The only expectation we are leaving regarding the state values is the expect_column_values_to_be_in_set
expecation:
expectation_configuration = ExpectationConfiguration(**{
"meta": {
"profiler_details": {
"metric_configuration": {
"domain_kwargs": {
"column": "state"
},
"metric_name": "column.distinct_values",
"metric_value_kwargs": None
},
"num_batches": 1,
"parse_strings_as_datetimes": False
}
},
"expectation_type": "expect_column_values_to_be_in_set",
"kwargs": {
"column": "state",
"mostly": 1.0,
"value_set": [
"MA"
]
}
})
suite.add_expectation(expectation_configuration=expectation_configuration)
For the price
column, the Data Assistant used a simple regular expression to validate the data values: \\d+
.
However, we know that the values always start with a dollar sign followed by the actual amount as float datatype with
the optional comma sign.
"expectation_type": "expect_column_values_to_match_regex",
"kwargs": {
"column": "price",
"mostly": 1.0,
"regex": "^\\$([0-9],)*[0-9]+\\.[0-9]{2}$"
},
Running validation tests
After completing our first expectation suite, we can create a so-called checkpoint. This Checkpoint can then be reused for data validation in the future. Additional checkpoints can be created and configured to cover different use cases. Create the first checkpoint with the following command:
great_expectations checkpoint new initial_checkpoint
After command opens the according Jupyter notebook, where we can create and set up the checkpoint using the provided cells. To run the checkpoint and open the associated Data Docs, we simply uncomment the last two cells in the notebook. Running the checkpoint will validate the data against the specified expectations and generate detailed validation results that can be viewed in the Data Docs.

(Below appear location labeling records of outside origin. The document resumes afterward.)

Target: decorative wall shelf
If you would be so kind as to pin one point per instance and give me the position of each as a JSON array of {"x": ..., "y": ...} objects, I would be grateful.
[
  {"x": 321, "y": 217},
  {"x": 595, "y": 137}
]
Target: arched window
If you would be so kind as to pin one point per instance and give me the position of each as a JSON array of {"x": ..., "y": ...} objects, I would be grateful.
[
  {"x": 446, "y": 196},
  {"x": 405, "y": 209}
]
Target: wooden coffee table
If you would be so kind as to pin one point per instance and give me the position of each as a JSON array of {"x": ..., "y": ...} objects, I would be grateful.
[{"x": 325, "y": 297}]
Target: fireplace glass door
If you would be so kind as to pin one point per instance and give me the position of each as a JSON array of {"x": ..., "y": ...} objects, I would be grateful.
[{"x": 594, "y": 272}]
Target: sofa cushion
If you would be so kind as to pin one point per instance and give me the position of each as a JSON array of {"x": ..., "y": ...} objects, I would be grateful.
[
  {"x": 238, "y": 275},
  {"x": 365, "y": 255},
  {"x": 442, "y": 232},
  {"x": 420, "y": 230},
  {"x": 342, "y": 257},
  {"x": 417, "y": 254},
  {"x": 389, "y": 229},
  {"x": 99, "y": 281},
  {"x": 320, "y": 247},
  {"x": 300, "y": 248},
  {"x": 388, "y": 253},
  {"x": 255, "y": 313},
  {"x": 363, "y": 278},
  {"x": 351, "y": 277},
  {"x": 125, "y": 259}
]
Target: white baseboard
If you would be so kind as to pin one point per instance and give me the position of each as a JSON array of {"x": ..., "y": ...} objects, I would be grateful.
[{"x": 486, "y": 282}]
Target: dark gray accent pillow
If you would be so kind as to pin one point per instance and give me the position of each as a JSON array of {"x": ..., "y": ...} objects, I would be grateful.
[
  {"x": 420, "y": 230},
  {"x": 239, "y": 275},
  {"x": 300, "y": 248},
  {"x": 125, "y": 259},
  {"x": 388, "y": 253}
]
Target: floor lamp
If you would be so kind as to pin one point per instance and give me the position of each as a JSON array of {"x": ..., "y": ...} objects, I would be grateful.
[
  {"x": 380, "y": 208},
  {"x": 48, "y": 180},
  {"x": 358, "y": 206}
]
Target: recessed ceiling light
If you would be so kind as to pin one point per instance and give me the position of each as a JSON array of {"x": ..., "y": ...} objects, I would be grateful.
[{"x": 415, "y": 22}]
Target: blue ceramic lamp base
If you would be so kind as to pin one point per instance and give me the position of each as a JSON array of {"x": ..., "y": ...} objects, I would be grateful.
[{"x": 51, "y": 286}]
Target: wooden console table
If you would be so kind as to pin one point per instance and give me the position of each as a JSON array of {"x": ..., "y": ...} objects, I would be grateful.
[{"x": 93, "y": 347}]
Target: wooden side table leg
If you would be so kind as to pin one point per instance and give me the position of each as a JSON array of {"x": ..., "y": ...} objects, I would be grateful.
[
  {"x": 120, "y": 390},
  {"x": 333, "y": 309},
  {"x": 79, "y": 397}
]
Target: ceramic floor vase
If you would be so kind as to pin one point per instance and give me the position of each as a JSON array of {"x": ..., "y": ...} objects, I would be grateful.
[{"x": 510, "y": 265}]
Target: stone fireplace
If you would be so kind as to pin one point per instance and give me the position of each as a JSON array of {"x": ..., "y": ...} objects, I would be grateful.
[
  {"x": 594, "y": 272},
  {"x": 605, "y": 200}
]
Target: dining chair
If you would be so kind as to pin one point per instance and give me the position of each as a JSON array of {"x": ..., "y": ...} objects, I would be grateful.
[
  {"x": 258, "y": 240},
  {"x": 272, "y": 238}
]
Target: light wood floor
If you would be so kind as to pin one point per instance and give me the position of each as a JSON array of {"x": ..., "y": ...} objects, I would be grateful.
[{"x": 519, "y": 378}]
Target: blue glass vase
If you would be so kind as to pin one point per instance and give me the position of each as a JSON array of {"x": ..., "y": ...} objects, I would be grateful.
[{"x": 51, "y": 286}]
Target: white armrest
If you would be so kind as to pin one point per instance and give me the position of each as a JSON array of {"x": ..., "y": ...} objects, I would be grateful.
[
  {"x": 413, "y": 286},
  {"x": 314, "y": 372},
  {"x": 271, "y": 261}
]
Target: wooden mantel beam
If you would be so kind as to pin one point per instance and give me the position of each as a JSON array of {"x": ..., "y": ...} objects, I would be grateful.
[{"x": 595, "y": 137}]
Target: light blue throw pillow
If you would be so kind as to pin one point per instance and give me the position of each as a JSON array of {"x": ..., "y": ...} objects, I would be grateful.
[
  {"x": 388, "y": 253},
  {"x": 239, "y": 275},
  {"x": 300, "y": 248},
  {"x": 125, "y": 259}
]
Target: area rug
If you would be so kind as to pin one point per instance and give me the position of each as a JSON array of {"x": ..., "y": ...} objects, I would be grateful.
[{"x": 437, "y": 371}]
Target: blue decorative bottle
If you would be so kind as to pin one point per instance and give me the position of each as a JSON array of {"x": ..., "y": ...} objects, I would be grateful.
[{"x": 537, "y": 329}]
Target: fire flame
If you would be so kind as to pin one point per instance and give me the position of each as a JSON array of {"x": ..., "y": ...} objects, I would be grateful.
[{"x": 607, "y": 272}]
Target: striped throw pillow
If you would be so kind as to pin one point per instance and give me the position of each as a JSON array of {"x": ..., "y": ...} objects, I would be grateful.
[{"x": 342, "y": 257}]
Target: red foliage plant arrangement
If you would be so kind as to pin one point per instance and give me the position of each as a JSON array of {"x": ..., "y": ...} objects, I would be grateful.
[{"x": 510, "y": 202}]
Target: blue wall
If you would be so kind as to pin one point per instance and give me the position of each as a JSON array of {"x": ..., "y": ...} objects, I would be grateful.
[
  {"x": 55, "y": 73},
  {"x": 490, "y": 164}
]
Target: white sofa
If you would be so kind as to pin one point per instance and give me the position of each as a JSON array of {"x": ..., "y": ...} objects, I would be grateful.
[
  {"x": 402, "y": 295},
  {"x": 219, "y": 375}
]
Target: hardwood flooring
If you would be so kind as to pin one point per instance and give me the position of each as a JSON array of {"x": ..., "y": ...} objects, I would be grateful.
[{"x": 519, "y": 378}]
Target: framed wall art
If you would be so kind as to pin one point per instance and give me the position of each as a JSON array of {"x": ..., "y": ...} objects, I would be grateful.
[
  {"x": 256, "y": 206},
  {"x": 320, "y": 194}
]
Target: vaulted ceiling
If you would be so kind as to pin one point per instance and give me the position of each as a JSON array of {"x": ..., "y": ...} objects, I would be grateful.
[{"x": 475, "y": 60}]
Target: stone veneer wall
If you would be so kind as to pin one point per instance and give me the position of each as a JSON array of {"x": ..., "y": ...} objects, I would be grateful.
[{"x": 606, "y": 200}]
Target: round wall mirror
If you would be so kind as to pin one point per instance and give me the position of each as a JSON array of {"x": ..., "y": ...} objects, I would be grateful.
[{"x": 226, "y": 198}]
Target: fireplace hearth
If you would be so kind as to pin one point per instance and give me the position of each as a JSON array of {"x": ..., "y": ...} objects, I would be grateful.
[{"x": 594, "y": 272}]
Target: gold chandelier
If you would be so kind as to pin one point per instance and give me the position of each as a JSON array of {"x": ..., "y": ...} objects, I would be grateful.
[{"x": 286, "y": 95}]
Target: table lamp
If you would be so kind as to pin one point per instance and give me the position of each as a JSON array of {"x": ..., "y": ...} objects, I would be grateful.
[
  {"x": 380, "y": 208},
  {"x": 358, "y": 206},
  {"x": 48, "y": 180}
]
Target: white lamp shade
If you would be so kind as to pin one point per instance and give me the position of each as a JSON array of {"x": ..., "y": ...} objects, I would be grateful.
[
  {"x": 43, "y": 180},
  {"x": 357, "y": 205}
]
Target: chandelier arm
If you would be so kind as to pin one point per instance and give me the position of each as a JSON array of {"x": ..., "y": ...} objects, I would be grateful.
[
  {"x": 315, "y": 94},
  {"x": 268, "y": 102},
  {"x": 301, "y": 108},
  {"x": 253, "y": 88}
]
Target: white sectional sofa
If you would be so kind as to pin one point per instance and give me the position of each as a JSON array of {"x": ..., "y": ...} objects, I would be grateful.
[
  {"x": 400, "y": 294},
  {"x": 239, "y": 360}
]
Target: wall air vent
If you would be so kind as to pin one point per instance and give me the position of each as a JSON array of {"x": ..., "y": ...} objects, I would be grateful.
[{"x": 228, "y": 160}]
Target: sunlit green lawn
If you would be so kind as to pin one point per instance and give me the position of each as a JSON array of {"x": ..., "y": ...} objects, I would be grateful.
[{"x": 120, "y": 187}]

context.run_checkpoint(checkpoint_name=my_checkpoint_name)
context.open_data_docs()
Once a Checkpoint completes its validation, the results are automatically compiled into Data Docs. These results can be accessed through the Validation Results tab in the Data Docs. Clicking on an individual Validation Result in the Data Docs will display a detailed list of all the Expectations that were executed during the validation process, along with the results indicating which Expectations passed and which ones failed.
Conclusion
In summary, Great Expectations is a Python package that allows for flexible and customizable data testing and validation. It can handle a wide range of data quality issues, including data type, range, and consistency checks. Great Expectations allows for the creation of an expectation suite that can be edited and updated as needed, and it can generate data documentation for improved data transparency and understanding.
The benefits of using Great Expectations for data testing and validation include improved confidence in data quality, reduced risk of errors and inaccuracies in downstream analysis, and streamlined data pipeline processes. The package is flexible and can be integrated into a variety of data stacks, and it offers both open source and cloud-based options for use. Overall, Great Expectations is a powerful tool for ensuring the reliability and accuracy of data used in analytics and decision-making.
Keep on coding and keep on creating!